現在は、古い屋敷の前面に2階建ての新しい家が増築されているが、玄関の扉や窓枠など、古い屋敷のものを活用しながら建てられたようで、旧屋敷に対する愛着が強く感じられてとても好ましい。この増築があったぶん、現在では玄関までが10mほどに短くなっている。
また、このO邸をすぎた西坂の手前左手にも、こんもりとした森がそのまま残っている。お屋敷自体は森に隠れて見ることはできないが、涼やかな竹林と和風の門構えから、純和風建築の邸宅だと想像できる。このお宅をすぎると、すぐ左手に西坂公園があり、そのまま西坂を下っていくと下落合駅へと抜けることができる。


うっそうとした森の中に建つO邸。
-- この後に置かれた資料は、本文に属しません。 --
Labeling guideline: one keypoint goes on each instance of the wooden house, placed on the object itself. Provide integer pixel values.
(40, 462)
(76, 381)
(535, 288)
この一画だけがまるで別世界のように、文化村がそのまま息づいている。(方向①②③)増築した屋敷の背後には、ひっそりと大正期の旧宅が見えている。この和風建築の前面に、ロッジ風の屋敷(1階建て)があった。できるだけ風情を壊さないように配慮する、お住まいの方の心遣いが強く感じられる。
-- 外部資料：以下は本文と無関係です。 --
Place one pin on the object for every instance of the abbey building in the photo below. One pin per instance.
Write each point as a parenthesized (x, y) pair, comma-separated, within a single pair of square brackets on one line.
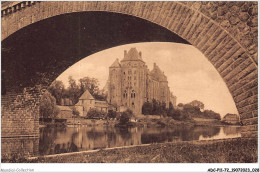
[(131, 83)]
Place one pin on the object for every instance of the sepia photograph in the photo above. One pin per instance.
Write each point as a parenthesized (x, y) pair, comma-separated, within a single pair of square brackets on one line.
[(129, 82)]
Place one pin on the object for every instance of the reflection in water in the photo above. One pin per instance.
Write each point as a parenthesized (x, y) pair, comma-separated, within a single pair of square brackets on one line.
[(71, 139)]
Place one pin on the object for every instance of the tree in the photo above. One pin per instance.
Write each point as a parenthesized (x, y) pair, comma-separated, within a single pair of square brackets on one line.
[(48, 107), (73, 90), (75, 112), (57, 89), (95, 114), (125, 117)]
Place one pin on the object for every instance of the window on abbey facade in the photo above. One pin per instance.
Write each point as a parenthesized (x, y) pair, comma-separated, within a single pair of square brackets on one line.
[(125, 94), (133, 94)]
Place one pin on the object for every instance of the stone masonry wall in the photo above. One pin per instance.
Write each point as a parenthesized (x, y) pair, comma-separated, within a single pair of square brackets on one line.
[(225, 32), (20, 113)]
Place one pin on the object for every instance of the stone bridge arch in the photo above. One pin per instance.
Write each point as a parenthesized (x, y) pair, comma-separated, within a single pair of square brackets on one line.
[(225, 32)]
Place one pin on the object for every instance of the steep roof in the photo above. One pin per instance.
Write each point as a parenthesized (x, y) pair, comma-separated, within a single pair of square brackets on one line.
[(116, 63), (64, 108), (86, 96), (132, 55)]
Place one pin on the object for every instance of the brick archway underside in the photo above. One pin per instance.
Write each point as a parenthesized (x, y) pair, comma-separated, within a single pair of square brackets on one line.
[(225, 32)]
O邸をすぎるとすぐ右手に、やはり樹木が密生した一画が見えてくる。(写真左/方向④) 屋敷森がうっそうとしていて、道路側から家屋を直接見ることはできない。濃い竹薮が繁り、10mほど入ったところに、瀟洒な和風の門がかろうじて見える。(写真右/方向⑤) 写真左、クルマ進入禁止のガードのあるところが、区立西坂公園の入口。道なりに右手へ進むと二叉路があり、左は西坂をおりて下落合駅へ、右は霞坂から落合第一小学校、そして第四文化村方面へと通じている。
二叉路を左へ出たところにある西坂。(方向⑥) この坂の両側にも、武蔵野原生林の名残をそこここに見ることができる。左側の屋敷が大正期には徳川別邸だった現・徳川邸。この邸宅の南斜面にも、濃い屋敷森があったのだが、昨年(2004年)に土地を切り売りされたものか、斜面を削って大きなマンションが建ってしまった。